Polly Plumer

Personal information
- Full name: Polly Plumer
- Nationality: United States

Sport
- Sport: Track and Field
- Event: middle distances
- College team: UCLA Bruins

Medal record
Women's Track and Field
Representing United States
Pan American Junior Athletics Championships
| Gold medal – first place | 1982 Barquisimeto | 1500 m |

= Polly Plumer =

American track and field athlete

Polly Anne Plumer (born 14 October 1964) is an American track and field athlete who set the National High School record holder in the Mile run at 4:35.24, in open competition at UCLA May 16, 1982 while a student at University High School (Irvine, California).

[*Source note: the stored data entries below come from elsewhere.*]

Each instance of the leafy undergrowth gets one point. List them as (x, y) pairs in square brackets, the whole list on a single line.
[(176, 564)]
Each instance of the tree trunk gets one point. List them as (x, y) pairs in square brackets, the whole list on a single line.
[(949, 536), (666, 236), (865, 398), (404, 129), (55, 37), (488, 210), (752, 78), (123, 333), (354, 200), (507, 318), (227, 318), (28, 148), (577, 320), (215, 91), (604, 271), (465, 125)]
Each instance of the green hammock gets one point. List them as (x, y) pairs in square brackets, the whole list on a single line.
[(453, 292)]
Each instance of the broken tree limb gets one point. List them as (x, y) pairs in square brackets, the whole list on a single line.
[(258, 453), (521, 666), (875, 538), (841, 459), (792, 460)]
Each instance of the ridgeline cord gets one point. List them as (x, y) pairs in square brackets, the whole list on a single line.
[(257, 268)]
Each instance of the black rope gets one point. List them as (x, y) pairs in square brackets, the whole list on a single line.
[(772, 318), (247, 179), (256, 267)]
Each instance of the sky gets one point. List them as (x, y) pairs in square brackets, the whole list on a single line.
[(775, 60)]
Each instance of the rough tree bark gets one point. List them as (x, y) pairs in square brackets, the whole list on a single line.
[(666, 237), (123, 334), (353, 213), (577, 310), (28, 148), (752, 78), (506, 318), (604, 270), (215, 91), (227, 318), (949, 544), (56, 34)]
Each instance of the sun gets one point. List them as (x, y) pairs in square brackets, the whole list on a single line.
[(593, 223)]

That distance is no longer run in high school competition since the NFHS converted to metric distances in 1980, but it is still an international record event. Her record lasted over 30 years until it was surpassed on January 26, 2013 by Mary Cain, indoors, running 4:32.78 at the New Balance Games. Cain later improved her own mark to 4:28.25, also indoors at the Millrose Games. Because Cain's marks were set on an indoor track, which is generally considered to be more difficult, they were not recognized by Track and Field News the ratifier of high school records in non-NFHS sanctioned events (high school athletes in open competition), so Plumer retains the record as published. Christine Babcock, born 8 years and 3 days after Plumer's record, running for Woodbridge High School, also in Irvine, took the record in the more commonly run but shorter 1600 meters to an equitable 4:33.82 in 2008. Babcock's record was improved to 4:33.29 in 2014 by Alexa Efraimson.

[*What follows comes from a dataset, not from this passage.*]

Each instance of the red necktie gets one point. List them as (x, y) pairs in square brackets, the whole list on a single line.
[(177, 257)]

A couple of weeks after setting the record, Plumer won her third consecutive championship in the 1600 metres at the CIF California State Meet. Only Kira Jorgensen has duplicated that feat. Plumer's state meet record of 4:39.82 stood for 25 years, from 1982 to 2007, until being beaten by Babcock.

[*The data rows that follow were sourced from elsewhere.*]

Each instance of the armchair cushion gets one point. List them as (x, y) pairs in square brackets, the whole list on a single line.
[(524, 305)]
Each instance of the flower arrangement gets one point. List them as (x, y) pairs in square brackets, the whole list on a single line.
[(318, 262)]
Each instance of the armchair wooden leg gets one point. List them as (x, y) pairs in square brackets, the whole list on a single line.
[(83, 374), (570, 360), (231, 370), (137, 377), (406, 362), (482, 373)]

The University High School team of that time has been considered one of the best high school teams ever assembled. In 1981, Plumer was part of the team's course record at Mt. SAC, the most commonly used course in Southern California, that stood for two decades. The team, including Plumer, Laura Sauerwein, Judy McLaughlin and Teresa Barrios continue to hold the national high school record for the 4x1500 meters relay at 18.52.5, set during the Mt. SAC Relays in 1982.

Her older sister is PattiSue Plumer, who ran collegiately for Stanford University. After high school, Polly Plumer ran for UCLA, winning multiple All American Honors, despite suffering serious injuries and illnesses. She ran in the 3000 metres at the 1988 Olympic Trials, finishing 10th in her heat, and the 1992 Olympic Trials, finishing 12th in her semi final in the 1500 and 10th in her semifinal in the 3000. Each time she ran in the trials, her sister also ran and qualified for the Olympic team in those events. The alliterative nature of both their names and their competition in the same events has led to confusion amongst some spectators. Polly is blonde, while PattiSue has darker hair.